Here is a suitable set of rules to solve the first part of the problem:

```[ seq(n, c) := seq(n/2,  c+1) :: n%2 = 0,
seq(n, c) := seq(3n+1, c+1) :: n%2 = 1 :: n > 1 ]
```

Given the initial formula `seq(6, 0)', application of these rules produces the following sequence of formulas:

```seq( 3, 1)
seq(10, 2)
seq( 5, 3)
seq(16, 4)
seq( 8, 5)
seq( 4, 6)
seq( 2, 7)
seq( 1, 8)
```

whereupon neither of the rules match, and rewriting stops.

We can pretty this up a bit with a couple more rules:

```[ seq(n) := seq(n, 0),
seq(1, c) := c,
... ]
```

Now, given `seq(6)' as the starting configuration, we get 8 as the result.

The change to return a vector is quite simple:

```[ seq(n) := seq(n, []) :: integer(n) :: n > 0,
seq(1, v) := v | 1,
seq(n, v) := seq(n/2,  v | n) :: n%2 = 0,
seq(n, v) := seq(3n+1, v | n) :: n%2 = 1 ]
```

Given `seq(6)', the result is `[6, 3, 10, 5, 16, 8, 4, 2, 1]'.

Notice that the n > 1 guard is no longer necessary on the last rule since the n = 1 case is now detected by another rule.

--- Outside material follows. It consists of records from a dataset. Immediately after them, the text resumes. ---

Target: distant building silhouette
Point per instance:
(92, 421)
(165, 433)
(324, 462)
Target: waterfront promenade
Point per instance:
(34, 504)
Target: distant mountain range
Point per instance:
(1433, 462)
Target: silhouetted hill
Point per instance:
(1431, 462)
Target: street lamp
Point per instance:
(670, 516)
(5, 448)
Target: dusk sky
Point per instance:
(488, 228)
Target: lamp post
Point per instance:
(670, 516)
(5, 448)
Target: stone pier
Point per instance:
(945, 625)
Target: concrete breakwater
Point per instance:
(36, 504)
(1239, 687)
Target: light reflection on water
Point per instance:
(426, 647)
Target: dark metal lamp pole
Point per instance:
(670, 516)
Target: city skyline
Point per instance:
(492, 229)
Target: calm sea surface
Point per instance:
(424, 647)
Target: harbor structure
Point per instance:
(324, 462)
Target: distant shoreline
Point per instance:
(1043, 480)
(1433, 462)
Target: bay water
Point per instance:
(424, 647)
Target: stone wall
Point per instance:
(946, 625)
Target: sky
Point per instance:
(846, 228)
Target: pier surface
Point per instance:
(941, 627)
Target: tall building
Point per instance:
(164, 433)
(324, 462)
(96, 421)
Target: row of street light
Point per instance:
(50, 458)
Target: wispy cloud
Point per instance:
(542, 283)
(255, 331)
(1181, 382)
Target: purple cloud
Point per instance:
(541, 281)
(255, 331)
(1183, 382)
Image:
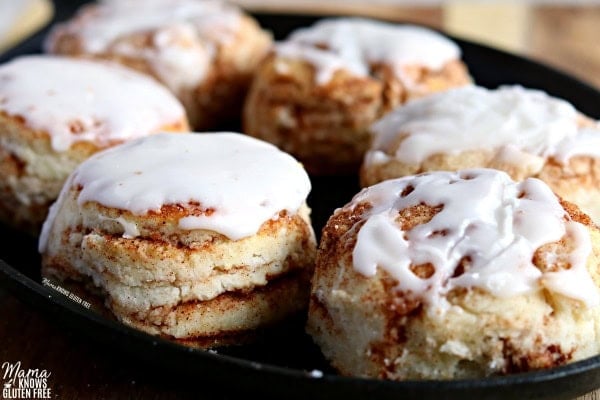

But a guard has been added to the initial rule to make sure the initial value is suitable before the computation begins.

While still a good idea, this guard is not as vitally important as it was for the `fib` function, since calling, say, `seq(x, [])' will not get into an infinite loop. Calc will not be able to prove the symbol `x' is either even or odd, so none of the rules will apply and the rewrites will stop right away.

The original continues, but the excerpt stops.